Ma l’obbiettivo più ambizioso della Riforma dovrebbe esser quello di favorire un profondo rinnovamento del sistema delle Relazioni Industriali. E’ un obbiettivo molto difficile da conseguire perché presuppone il rovesciamento della logica stessa della Concertazione che dal 1992 ad oggi ha regolato le relazioni fra le parti sociali. Nel ’92 e ’93 la Concertazione ha evitato al Paese la bancarotta e perciò essa ha un merito storico grandissimo. Ma il suo protrarsi nel tempo ha introdotto tali e tante rigidità da rendere praticamente impossibile qualsiasi innovazione. Sopratutto ha drasticamente ridotto lo spazio per la Contrattazione articolata a livello aziendale contribuendo in tal modo ad accrescere il divario fra il salario del singolo lavoratore e i contenuti concreti del suo lavoro, che sono la professionalità, la responsabilità, la fatica e la produttività.

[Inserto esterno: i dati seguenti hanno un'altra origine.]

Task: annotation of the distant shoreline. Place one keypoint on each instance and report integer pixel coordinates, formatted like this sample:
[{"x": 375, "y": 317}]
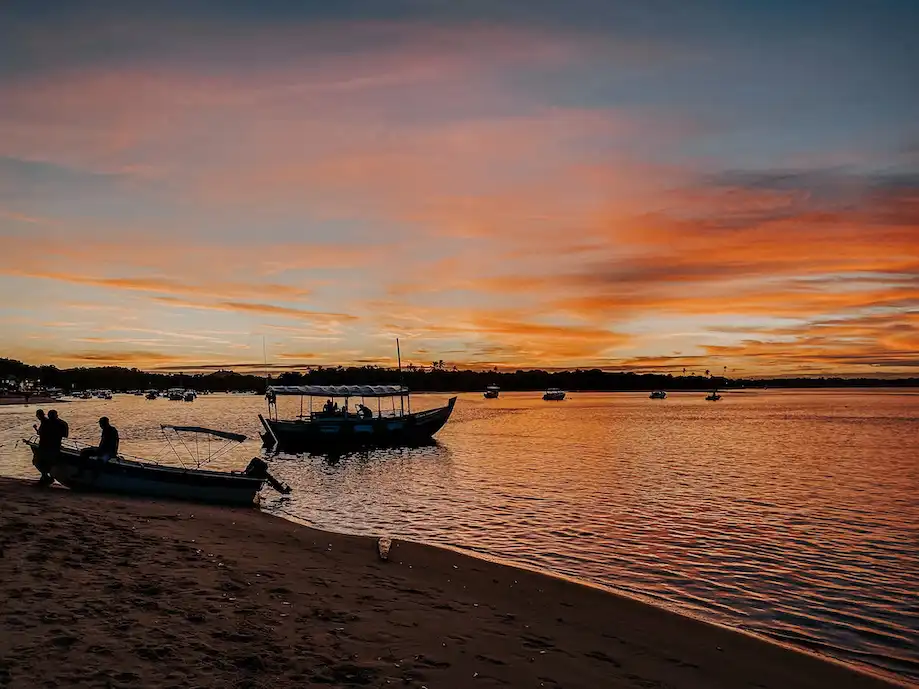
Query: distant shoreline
[
  {"x": 220, "y": 596},
  {"x": 33, "y": 399}
]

Se i salari dei lavoratori italiani sono fra i più bassi d’Europa, cosi come bassa è la loro produttività, lo si deve anche a questo.

Bisogna spezzare questo circolo vizioso e per farlo si deve privilegiare la Contrattazione articolata rispetto a quella Nazionale. Lungo questa via sarà possibile, per chi voglia porsi questo obbiettivo, arrivare anche in Italia a forme sempre più avanzate di co-gestione. Il modello Tedesco, che tanto spesso viene invocato a sproposito, presuppone in realtà una comune assunzione di responsabilità da parte degli operai e degli imprenditori rispetto al futuro dell’azienda. Cosa questa che in Italia non avviene o, se avviene, come nel caso Fiat di Pomigliano, provoca profonde lacerazioni fra i Sindacati. Eppure è questa la via che consentirebbe di ridurre sempre di più, anche in materia di licenziamenti individuali per motivi economici e disciplinari, l’area dell’arbitrio. Che consentirebbe di ancorare la difesa del posto di lavoro alla costante crescita della professionalità e della produttività del lavoratore piuttosto che all’intervento esterno della Magistratura e che consentirebbe, infine, di affidare al confronto permanente fra le parti la risoluzione dei problemi che via via si pongono nella vita di una impresa senza dovere scomodare giudici, commissioni ministeriali o quant’altro.

La Riforma Fornero va in questa direzione e per questo è molto importante che venga approvata rapidamente. Ma la strada da percorrere è ancora lunga. Bisogna avere il coraggio di innovare se non si vuole che si apra un solco fra i Sindacati, le Istituzioni e i giovani e forse, il presidente Monti pensava proprio a questo pericolo quando, intervenendo al meeting di Comunione e Liberazione a Rimini, osservava che mentre uno Sciopero Generale non avrebbe avuto a suo avviso alcuna giustificazione plausibile uno Sciopero Generazionale l’avrebbe invece avuta. E, sempre a proposito di innovazioni, vale la pena di ricordare il monito che Lord Melbourne rivolgeva ai conservatori inglesi che diffidavano delle innovazioni. “Chi resiste ai miglioramenti in quanto innovazioni, presto dovrà accettare innovazioni che non sono miglioramenti”. Non sarebbe male se su questo riflettessero quanti, sindacati o partiti, ostacolano oggi il cammino di questa riforma.